Another way to more directly gain exposure to a weaker $A thematic is via foreign currency exchange traded products.  The BetaShares US Dollar ETF (ASX: USD), for example, simply holds $US as its underlying asset – thereby providing direct exposure to movements in the $A/$US exchange rate, and rising in value as the $A declines against the $US (conversely, the value of units in the fund will go down if the $A goes up against the $US).

The BetaShares Strong $US Fund (ASX Code: YANK), moreover, provides magnified exposure to the $A through gearing, such that a 1% rise in the $US versus the $A can be expected to generate a return of between 2 to 2.5%, and vice versa.
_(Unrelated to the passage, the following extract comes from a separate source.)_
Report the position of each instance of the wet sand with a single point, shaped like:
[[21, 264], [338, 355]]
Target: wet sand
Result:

Please note that gearing magnifies gains and losses and may not be a suitable strategy for all investors. Investors should be willing to accept higher levels of investment volatility and potentially large moves (both up and down) in the value of their investment.


  1. Charles Wrigley  |  November 14, 2019

    Which of your ETF products gives un-hedged exposure to global credit markets.
    In this way you would pick up the 3-4% return on global credit plus any possible exchange rate gains.

    1. Gavin Montgomery  |  November 25, 2019

      Hi Charles,

      We do not currently have any global credit funds. It was important for us to bring Australian credit to market first to effectively compliment the average Australian investors equity portfolio. However, we are always looking for new fund ideas so keep an eye out.